Recently, Junshi Biotech (1877.HK, 688180.SH) announced that the company’s self-developed anti-PD-1 monoclonal antibody drug teriprizumab for the treatment of esophageal cancer (EC) has been approved by the U.S. Food and Drug Administration ( (Orphan-drug Designation) granted by the FDA. This is the fourth orphan drug designation obtained by teriprizumab. Previously, teriprizumab has been designated as an orphan drug by the FDA for the treatment of mucosal melanoma, nasopharyngeal carcinoma and soft tissue sarcoma.

Orphan-drug, also known as rare disease drugs, refers to drugs used for the prevention, treatment, and diagnosis of rare diseases. The orphan drug designation granted by the FDA is applicable to drugs and biological agents for rare diseases with fewer than 200,000 patients in the United States. The orphan drug qualification issued by the FDA this time will help teriplimumab enjoy certain policy support in the follow-up research and development, registration and commercialization of teriplizumab in the United States, including but not limited to (1) taxation of clinical trial costs Credit; (2) Exemption of new drug application fees; (3) 7 years of market exclusivity after listing and not affected by patents. This certification will reduce the investment in new drug research and development to a certain extent, and accelerate the progress of clinical trials and marketing registration.

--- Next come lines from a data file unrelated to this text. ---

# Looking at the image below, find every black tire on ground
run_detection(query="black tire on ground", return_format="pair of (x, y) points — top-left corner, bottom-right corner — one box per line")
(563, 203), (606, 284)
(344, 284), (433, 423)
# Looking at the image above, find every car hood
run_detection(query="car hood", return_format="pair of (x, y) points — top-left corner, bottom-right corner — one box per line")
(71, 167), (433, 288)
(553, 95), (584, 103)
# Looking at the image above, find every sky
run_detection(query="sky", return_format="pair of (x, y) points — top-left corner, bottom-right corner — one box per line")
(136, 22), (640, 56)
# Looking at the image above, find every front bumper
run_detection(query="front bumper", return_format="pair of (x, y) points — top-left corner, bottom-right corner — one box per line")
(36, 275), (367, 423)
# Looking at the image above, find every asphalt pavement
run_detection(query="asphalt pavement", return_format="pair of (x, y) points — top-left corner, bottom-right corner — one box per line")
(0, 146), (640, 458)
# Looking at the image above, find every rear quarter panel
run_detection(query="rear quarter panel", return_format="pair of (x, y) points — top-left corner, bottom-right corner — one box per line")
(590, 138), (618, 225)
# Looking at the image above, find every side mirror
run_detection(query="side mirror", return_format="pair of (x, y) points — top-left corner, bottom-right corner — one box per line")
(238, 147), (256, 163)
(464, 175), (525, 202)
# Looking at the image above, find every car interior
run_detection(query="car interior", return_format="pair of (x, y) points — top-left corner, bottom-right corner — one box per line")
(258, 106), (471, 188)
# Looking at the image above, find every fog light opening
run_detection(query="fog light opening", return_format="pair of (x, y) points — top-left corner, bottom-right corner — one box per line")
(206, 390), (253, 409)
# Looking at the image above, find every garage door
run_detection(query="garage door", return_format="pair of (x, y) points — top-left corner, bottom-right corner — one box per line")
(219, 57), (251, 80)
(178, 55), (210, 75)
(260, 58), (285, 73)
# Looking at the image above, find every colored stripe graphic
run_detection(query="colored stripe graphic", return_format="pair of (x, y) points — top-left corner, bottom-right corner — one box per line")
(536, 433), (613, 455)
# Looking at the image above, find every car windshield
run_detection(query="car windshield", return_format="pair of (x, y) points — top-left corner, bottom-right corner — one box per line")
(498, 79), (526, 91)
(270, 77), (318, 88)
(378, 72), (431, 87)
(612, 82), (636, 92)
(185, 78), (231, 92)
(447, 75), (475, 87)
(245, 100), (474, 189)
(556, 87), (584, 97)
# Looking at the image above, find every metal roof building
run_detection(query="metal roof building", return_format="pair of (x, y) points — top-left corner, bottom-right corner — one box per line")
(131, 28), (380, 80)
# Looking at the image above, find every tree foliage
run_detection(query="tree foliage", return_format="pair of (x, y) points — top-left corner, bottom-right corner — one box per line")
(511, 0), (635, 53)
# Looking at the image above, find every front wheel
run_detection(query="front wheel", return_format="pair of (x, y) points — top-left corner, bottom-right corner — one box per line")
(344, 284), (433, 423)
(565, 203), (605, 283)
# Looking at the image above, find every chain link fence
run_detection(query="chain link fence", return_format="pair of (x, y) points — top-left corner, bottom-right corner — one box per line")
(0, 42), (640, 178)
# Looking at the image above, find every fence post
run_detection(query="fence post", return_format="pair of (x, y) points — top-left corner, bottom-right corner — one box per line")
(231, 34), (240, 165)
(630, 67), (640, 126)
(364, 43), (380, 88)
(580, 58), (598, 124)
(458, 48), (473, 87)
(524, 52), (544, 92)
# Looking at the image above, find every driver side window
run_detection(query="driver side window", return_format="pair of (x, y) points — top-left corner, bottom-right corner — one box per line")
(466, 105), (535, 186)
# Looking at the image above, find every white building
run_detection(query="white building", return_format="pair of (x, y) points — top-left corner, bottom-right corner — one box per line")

About Teriprolizumab Injection

As the first domestically-made monoclonal antibody drug targeting PD-1 that was approved for marketing in my country, Teriprizumab injection has won the support of a major national science and technology project. The first indication approved for this product is the treatment of unresectable or metastatic melanoma that has previously failed systemic treatment. In December 2020, Teriplimumab successfully passed the national medical insurance negotiations and was included in the new version of the catalog. In February 2021, Teriplizumab was approved by the National Medical Products Administration (NMPA) for the treatment of patients with recurrent/metastatic nasopharyngeal carcinoma who had previously failed second-line and above systemic treatments. In April 2021, Teriplizumab was approved by the NMPA for the treatment of locally advanced or metastatic urothelial cancer that has failed platinum-containing chemotherapy, including neoadjuvant or adjuvant chemotherapy, which has progressed within 12 months. In addition, Teriplizumab has also received the "Chinese Society of Clinical Oncology (CSCO) Guidelines for the Diagnosis and Treatment of Melanoma", "CSCO Guidelines for the Diagnosis and Treatment of Head and Neck Tumors", "CSCO Guidelines for the Diagnosis and Treatment of Nasopharyngeal Carcinoma", and "CSCO Urothelial Carcinoma Recommendations in the “Guidelines for Diagnosis and Treatment” and “Guidelines for Clinical Application of CSCO Immune Checkpoint Inhibitors”.

In February 2021, the marketing application for new indications for the first-line treatment of teriprizumab combined with cisplatin and gemcitabine for patients with locally recurring or metastatic nasopharyngeal carcinoma was accepted by the NMPA. In March 2021, teriprizumab for the first-line treatment of advanced mucosal melanoma was included in the breakthrough therapy program by the State Food and Drug Administration. In July 2021, the new indication for the first-line treatment of locally advanced or metastatic esophageal squamous cell carcinoma with teriprizumab combined with platinum-containing chemotherapy was accepted by the NMPA. In terms of international layout, the first marketing application (BLA) of tereprizumab in the U.S. Food and Drug Administration (FDA) has been accepted and has been granted priority review. FDA submitted BLA domestic anti-PD-1 monoclonal antibody. At present, teriprizumab has been awarded 2 breakthrough therapy designations, 1 fast track designation, 1 priority review designation and 4 orphans by the FDA in the fields of mucosal melanoma, nasopharyngeal carcinoma, soft tissue sarcoma, and esophageal cancer. Identification of drug qualifications.

Tripriximab began clinical research and development in early 2016, and has carried out more than 30 clinical studies covering more than 15 indications around the world, actively exploring the use of this product in melanoma, nasopharyngeal cancer, urothelial cancer, and lung cancer. , Gastric cancer, esophageal cancer, liver cancer, cholangiocarcinoma, breast cancer, kidney cancer and other indications of the efficacy and safety, and the joint therapy cooperation with leading domestic and foreign innovative pharmaceutical companies are also in progress, looking forward to more China and other countries The patient has received international advanced level of tumor immunotherapy.